I won’t wait to know
Time says I must leave here now
Have a flight to catch

 

May 19th, 2018 at 18:23

 

 

Edited May 19th, 2025 at18:12 from the table next to the door, where I felt the constant discomfort of the cold air coming in every time someone opened it.

This time it was different. My voice was gone from a food swallowing accident that required some Heimlichian acrobatics that left the walls of my esophagus bleeding thick, dark chunks of tissue and blood. I had a migraine from the efforts to unclog it when I arrived. And I had started to sneeze a few minutes before, the omen of the flu that was to come from too much recent traveling. And the patrons… they were oud posers that yelled at each other about the latest Bad Bunny album and the next Taylor Swift tour. The air of intellectualism had been replaced by incoherent waves of the “what’s new?” crowd. People wore their tastelessest pieces of clothing, some that one could tell had been in the dirty clothes bin earlier that day, in desperate need for washing. 
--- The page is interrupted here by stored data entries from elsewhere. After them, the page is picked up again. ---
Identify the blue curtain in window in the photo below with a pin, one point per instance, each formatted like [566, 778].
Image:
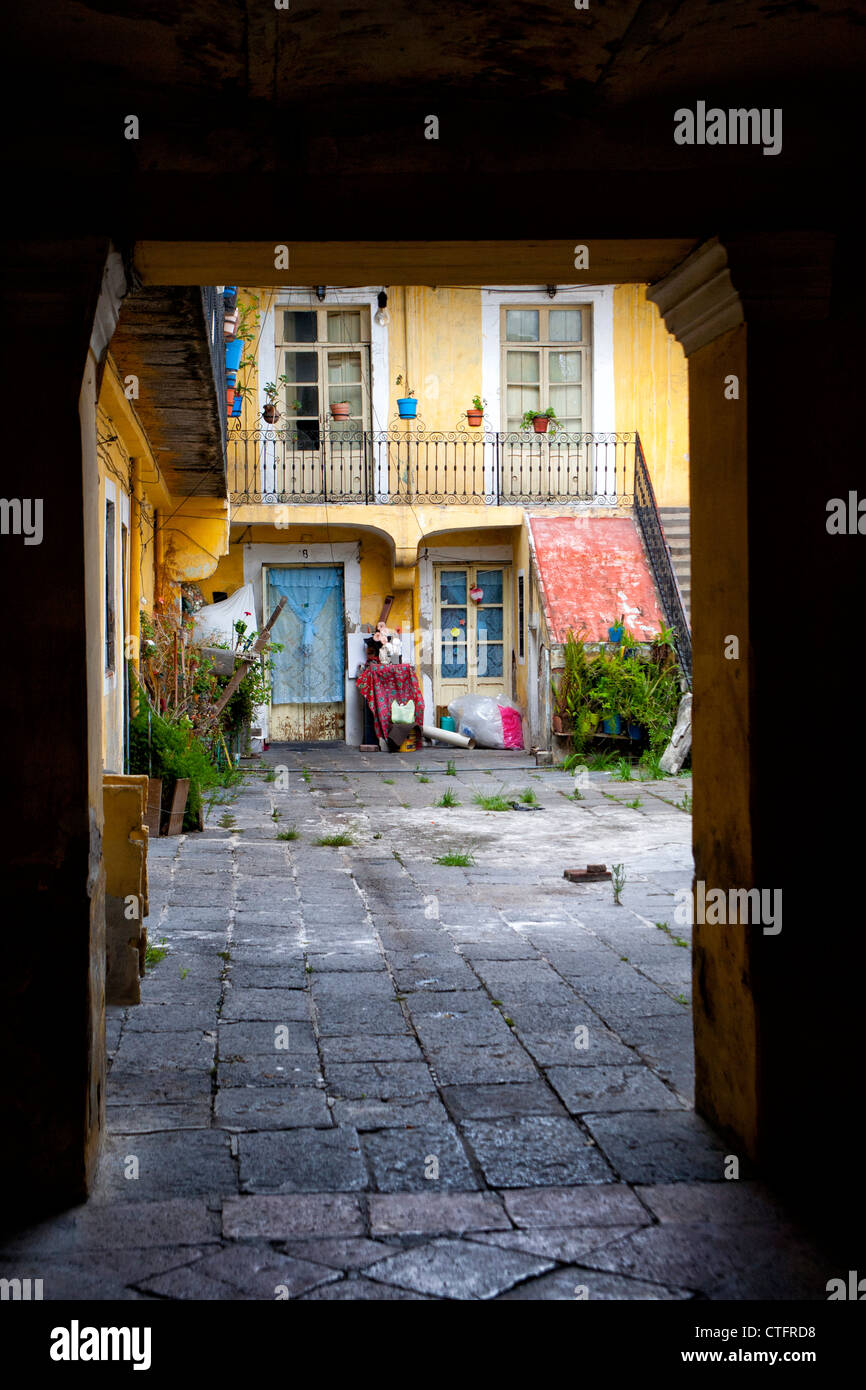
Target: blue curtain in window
[310, 667]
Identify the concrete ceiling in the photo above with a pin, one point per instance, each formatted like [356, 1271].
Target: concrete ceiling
[314, 114]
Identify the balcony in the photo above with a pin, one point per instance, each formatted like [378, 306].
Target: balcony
[452, 467]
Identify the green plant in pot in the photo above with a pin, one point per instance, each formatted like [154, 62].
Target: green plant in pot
[271, 389]
[476, 412]
[541, 421]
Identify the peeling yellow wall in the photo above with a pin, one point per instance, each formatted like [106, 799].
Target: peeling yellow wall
[434, 339]
[651, 381]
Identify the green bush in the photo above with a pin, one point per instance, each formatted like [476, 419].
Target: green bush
[171, 751]
[592, 688]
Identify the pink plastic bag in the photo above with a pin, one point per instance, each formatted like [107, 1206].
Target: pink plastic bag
[512, 727]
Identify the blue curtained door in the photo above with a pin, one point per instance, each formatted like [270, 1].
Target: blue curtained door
[307, 684]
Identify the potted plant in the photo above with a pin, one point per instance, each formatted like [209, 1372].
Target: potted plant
[476, 413]
[271, 389]
[541, 420]
[407, 406]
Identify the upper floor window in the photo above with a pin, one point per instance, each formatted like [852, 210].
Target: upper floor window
[324, 355]
[546, 362]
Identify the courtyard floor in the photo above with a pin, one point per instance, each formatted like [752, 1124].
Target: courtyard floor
[362, 1075]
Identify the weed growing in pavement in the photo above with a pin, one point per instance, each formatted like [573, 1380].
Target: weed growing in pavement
[494, 802]
[154, 954]
[448, 798]
[649, 766]
[677, 941]
[601, 762]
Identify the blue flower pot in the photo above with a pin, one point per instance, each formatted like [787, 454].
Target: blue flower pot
[234, 353]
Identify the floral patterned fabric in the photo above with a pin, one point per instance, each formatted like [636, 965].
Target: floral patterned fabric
[382, 684]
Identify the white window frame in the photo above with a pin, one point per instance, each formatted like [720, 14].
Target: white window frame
[599, 298]
[364, 296]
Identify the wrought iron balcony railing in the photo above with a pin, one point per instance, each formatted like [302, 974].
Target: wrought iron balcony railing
[321, 463]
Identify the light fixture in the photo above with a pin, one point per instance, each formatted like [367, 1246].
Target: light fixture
[382, 317]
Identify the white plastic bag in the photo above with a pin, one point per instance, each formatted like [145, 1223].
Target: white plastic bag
[481, 717]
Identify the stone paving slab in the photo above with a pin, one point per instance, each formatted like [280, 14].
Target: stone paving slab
[302, 1161]
[431, 1019]
[430, 1212]
[567, 1285]
[292, 1216]
[659, 1147]
[599, 1089]
[271, 1108]
[417, 1159]
[458, 1269]
[540, 1150]
[171, 1164]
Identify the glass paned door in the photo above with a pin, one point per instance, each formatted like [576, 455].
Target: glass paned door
[471, 635]
[325, 359]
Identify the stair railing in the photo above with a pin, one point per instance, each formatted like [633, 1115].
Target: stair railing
[660, 560]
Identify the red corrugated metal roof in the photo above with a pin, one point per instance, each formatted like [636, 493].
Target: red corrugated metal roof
[592, 569]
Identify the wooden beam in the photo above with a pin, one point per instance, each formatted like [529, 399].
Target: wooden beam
[410, 263]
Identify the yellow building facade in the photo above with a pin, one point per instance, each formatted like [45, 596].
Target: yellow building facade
[150, 541]
[424, 510]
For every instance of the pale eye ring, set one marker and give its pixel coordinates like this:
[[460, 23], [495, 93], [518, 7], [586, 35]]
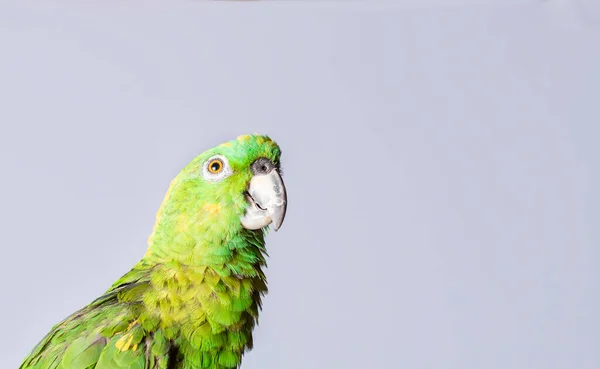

I guess the things we like aren’t meant to remain. Everything changes. We do too. Some say we need to embrace change. Others continue to complain and try to preserve their little corners of artistic escape, comfort, and intellectual challenge. I toyed with the idea that maybe I shouldn’t have come back, and instead kept the memories of my visit 7 years ago. Curiosity may have killed the cat, but he died knowing. I have to be careful and make sure nostalgia also doesn’t kill me.

But wait… aren’t we meant to find what we love most and let it kill us?